The percentage inhibition of plant extract and reference drugs at a concentration range of 0.1-1 mg/ml was evaluated. The results were expressed in mean±SD. The plant extract at a concentration of 1 mg/ml showed the highest alpha-amylase inhibitory activity with percentage inhibition value of 56.76329±0.0035. The % inhibition of alpha-amylase at a concentration 1mg/ml by acarbose, sitagliptin and plant extract was found to be 69.565±0.0084, 67.391±0.0049 and 56.763±0.0035 respectively (Table 2).

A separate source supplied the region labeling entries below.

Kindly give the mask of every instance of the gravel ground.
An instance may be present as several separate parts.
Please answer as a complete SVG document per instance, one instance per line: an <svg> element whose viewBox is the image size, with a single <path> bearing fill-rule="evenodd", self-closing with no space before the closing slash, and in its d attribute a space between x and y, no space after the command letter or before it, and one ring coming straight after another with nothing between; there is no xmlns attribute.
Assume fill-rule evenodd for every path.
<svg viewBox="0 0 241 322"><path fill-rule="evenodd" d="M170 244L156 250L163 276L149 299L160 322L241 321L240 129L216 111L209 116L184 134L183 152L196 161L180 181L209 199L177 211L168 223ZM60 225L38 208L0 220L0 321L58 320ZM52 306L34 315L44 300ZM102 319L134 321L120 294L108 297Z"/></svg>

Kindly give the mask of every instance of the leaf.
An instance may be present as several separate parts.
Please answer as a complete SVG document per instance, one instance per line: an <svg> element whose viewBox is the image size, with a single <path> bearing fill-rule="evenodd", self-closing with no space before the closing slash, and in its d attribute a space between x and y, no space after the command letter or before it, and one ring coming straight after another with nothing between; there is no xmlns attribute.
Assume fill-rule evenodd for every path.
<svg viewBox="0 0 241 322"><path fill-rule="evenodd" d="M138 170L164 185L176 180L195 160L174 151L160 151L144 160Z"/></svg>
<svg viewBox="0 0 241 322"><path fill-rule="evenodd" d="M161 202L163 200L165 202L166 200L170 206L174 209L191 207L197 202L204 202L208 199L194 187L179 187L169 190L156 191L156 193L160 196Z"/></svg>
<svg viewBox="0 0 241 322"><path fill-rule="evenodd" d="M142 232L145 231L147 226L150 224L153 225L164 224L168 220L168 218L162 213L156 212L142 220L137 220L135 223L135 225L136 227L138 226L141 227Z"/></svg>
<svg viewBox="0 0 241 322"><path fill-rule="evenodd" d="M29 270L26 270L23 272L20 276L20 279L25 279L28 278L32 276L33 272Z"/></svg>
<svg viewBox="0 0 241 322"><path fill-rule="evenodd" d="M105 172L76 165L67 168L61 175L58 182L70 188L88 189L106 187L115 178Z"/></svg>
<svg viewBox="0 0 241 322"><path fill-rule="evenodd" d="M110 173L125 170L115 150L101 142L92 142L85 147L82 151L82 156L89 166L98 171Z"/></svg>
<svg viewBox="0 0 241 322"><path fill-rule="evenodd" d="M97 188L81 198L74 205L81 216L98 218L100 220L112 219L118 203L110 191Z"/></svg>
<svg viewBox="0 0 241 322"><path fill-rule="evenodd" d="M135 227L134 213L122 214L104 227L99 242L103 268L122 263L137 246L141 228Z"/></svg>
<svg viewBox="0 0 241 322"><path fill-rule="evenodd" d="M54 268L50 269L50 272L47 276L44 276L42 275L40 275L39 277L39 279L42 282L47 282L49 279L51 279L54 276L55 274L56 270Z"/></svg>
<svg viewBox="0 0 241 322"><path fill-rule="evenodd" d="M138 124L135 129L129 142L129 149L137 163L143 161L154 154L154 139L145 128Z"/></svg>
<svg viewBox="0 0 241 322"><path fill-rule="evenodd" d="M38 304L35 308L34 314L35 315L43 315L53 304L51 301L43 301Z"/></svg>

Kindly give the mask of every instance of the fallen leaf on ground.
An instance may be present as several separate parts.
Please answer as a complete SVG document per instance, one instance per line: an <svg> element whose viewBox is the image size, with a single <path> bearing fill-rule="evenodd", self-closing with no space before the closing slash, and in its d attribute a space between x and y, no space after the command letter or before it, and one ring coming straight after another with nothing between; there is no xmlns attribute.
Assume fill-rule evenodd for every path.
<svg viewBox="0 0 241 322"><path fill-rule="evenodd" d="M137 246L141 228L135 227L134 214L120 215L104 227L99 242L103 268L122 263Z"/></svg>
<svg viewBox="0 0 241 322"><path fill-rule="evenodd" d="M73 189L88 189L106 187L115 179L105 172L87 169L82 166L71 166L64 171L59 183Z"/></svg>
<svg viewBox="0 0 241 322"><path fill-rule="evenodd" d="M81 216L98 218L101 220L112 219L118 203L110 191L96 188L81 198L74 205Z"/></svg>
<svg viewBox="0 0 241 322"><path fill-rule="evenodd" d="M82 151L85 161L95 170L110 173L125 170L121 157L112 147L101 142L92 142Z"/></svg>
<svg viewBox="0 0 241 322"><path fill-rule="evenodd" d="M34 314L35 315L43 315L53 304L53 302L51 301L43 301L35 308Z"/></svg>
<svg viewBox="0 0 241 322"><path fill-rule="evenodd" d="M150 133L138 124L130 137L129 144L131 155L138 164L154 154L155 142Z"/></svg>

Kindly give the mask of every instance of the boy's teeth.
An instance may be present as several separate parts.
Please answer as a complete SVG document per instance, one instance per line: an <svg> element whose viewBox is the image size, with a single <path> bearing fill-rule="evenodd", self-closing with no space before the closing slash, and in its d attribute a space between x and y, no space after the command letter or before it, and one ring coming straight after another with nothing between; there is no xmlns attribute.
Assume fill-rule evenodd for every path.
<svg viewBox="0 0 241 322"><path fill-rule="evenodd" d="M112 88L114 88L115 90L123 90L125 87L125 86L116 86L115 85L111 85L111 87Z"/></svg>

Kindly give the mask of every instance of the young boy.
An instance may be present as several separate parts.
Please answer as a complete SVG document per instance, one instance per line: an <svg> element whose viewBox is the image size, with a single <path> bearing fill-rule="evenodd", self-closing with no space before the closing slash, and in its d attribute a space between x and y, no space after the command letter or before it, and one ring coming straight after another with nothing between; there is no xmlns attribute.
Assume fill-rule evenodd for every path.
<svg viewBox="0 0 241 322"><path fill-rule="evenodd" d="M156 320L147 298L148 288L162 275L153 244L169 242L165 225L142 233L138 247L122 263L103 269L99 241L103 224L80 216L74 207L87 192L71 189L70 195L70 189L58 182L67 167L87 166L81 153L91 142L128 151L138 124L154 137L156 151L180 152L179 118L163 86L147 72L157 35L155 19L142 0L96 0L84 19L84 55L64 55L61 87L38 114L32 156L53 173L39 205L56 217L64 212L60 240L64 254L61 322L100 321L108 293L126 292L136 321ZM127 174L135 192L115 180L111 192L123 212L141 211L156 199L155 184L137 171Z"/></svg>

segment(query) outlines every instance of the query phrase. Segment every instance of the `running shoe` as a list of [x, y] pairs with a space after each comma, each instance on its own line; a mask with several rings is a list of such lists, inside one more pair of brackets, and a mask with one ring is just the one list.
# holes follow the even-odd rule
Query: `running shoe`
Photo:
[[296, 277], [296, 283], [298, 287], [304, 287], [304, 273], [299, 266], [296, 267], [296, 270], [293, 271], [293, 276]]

Following graph explain the percentage inhibition of Acarbose (Figure 3), Sitagliptin (Figure 4), and plant extract (Figure 5).

3.4. Molecular Docking

In order to generate binding energy (ΔG, Kcal/mol), the phytoconstituents (C1 to C12) were docked into the active sites of α -amylase. A more negative binding energy (least binding energy) denotes a spontaneous connection and a stronger affinity between the ligand and protein, and consequently, a more powerful inhibition. All phytoconstituents showed binding energy in the range of -5.9 kcal/mol to -8.3 kcal/mol. All the phytochemical showed the slightly higher binding energy (weak affinity) than native co-crystalized ligand (Acarbose, C13, ΔG = -8.6 kcal/mol) and reference drug Sitagliptin (A14, ΔG = 8.5 kcal/mol). The binding energy, which measures the strength of the interaction between the compounds and the protein, was found to be -8.3 kcal/mol for Vasicoline (C5) (Figure 8) and -8.0 kcal/mol for Quercetin (C9). All the ligand showed the RMSD value less than 2 Å, which validate the docking results (Figure 7). Table 3 provide the detail binding energy, amino acid required for interaction, and RMSD values.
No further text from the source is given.